The Virginian-Pilot
                            THE VIRGINIAN-PILOT  
              Copyright (c) 1995, Landmark Communications, Inc.

DATE: Wednesday, January 18, 1995            TAG: 9501180412
SECTION: LOCAL                    PAGE: B1   EDITION: FINAL 
SOURCE: GUY FRIDDELL
                                             LENGTH: Medium:   65 lines

KING'S DADDY RECALLED SON'S FIRST STEPS TO GREATNESS

Once I interviewed Martin Luther King Jr. - almost.

He came to Richmond in the late 1950s. Curious about a person of such courage, I sought him out.

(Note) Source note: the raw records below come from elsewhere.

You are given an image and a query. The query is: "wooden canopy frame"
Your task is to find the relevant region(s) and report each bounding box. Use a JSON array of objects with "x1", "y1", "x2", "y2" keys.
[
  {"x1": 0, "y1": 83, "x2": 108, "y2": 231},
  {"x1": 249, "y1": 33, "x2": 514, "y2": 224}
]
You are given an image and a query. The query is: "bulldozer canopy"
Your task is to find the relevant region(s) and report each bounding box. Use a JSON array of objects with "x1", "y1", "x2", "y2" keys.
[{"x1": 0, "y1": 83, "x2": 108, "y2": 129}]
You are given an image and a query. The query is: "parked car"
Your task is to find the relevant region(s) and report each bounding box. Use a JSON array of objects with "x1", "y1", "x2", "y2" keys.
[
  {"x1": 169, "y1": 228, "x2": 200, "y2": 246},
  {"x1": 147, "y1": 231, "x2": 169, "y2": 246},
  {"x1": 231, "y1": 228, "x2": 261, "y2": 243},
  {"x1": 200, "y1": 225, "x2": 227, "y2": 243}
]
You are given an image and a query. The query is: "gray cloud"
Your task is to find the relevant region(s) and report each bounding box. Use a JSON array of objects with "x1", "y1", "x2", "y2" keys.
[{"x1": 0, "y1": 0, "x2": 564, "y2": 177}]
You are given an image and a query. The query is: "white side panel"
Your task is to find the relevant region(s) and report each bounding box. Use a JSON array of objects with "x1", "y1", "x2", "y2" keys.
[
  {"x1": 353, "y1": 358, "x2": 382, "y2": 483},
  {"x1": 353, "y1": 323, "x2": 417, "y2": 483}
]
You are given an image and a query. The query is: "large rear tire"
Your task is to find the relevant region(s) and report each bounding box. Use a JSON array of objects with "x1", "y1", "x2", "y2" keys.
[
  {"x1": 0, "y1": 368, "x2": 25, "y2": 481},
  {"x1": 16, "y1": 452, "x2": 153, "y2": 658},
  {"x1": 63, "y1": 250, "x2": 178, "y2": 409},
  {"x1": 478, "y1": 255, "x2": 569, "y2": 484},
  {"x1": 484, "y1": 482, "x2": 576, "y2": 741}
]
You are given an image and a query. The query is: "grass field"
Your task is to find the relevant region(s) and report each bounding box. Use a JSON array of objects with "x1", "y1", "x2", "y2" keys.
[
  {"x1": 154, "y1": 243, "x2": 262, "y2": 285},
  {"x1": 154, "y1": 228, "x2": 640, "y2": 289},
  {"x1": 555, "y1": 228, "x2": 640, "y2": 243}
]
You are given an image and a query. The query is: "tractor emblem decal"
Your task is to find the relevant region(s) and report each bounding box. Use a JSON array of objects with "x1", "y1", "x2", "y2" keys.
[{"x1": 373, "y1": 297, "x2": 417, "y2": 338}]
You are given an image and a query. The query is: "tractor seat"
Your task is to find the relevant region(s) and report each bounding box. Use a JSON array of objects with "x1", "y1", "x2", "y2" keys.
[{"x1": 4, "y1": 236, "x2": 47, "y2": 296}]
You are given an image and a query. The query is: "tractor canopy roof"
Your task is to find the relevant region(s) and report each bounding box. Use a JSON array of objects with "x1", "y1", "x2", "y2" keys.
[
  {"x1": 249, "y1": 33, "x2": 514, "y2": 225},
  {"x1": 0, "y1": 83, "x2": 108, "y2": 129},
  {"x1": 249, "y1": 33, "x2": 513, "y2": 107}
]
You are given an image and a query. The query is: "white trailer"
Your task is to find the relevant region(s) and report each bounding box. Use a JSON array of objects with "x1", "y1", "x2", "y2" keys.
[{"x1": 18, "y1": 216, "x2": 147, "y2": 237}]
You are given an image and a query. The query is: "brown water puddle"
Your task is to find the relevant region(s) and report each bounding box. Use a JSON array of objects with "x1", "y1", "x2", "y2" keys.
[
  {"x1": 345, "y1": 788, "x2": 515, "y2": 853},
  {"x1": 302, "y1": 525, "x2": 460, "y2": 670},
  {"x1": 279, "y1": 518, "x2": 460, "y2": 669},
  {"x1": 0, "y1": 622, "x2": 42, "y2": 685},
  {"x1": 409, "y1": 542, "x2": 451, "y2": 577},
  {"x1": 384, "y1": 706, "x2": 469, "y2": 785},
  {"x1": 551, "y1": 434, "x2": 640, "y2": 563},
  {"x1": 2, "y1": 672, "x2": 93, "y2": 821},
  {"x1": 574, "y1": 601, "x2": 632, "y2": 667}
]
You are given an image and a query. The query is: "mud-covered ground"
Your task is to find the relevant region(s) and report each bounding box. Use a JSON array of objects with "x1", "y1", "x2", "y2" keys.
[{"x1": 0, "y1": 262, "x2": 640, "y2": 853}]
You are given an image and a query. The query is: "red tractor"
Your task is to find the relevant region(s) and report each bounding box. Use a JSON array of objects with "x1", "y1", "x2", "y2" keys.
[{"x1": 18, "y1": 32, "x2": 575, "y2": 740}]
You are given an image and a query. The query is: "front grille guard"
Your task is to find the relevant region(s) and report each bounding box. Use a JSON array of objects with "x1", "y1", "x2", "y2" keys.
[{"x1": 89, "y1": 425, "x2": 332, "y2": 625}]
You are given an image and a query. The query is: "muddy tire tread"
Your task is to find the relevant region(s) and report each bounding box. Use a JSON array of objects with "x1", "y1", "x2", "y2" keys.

He was remote, unresponsive.

Now, his father, Daddy King, was as laid-back as an active volcano. Sent to Atlanta in 1976 on another story, I dropped by Ebenezer Baptist Church to see him.

One of 10 children of a South Georgia sharecropper, he came to Atlanta and worked by day and earned his divinity degree at night. He founded Second Baptist Church in College Park and served seven rural churches as well until his father-in-law invited him to join him as associate pastor at Ebenezer.

Did Daddy King recognize early that his son would excel?

``No,'' he said, ``you never know that, but I knew he was unusual. He was far above his age. He stayed right under me and imbibed so much and I'm happy I led the kind of life I did, for him. He went with me everywhere he could.

``He'd tell his mama, `Mother dear' - that's what he called her then - `I'm going with Daddy.' He'd go with me when I went to preach in churches, and he'd just sit there, a little fellow, and imbibe. He'd just sit there and imbibe-e-e everything.

``He didn't put all his time in playing like the other kids. He'd budget what he was doing. He always loved his books, and he could read at an early age.

``It just come from him. He started from a little fellow, holding books, and he kept it up. When his sister, two years older, began school, he was only 5, but he went with her.

``One day they asked him how old he was, and he was smart and said 5, but they said you got to be 6 to stay in school - and sent him home.

``He told his older sister he was going to keep up with her. He read her books and finished Morehouse College at 15 at the same time she did. He kept saying he was going to be a lawyer.

``In his senior year in college he went with other students to work on a farm in Connecticut and did their devotions for them, and that's how he found himself as a preacher.''

Daddy King's voice dropped to a whisper as if he were in a reverie. ``His mother called him there one day to see how he was doing, and he said, `Mother dear, I want to preach.'

``And she said, `WHAT?' ''

King's breath caught in a laugh.

``And he said, `How do I get a trial sermon?'

``And she said, `See your daddy.'

``And he said, `I don't have to see the deacons?'

``And she said, `No, your daddy's the one to see. Talk with him.'

``So we talked, and I said, `You're sure, boy, you know what you're talking about?'

``And he said, `I know.'

``And I said, `You ain't gon' make no money.'

``And he said, `I know.'

``And so he came home and they gave him a hearing and that summer he preached a sermon.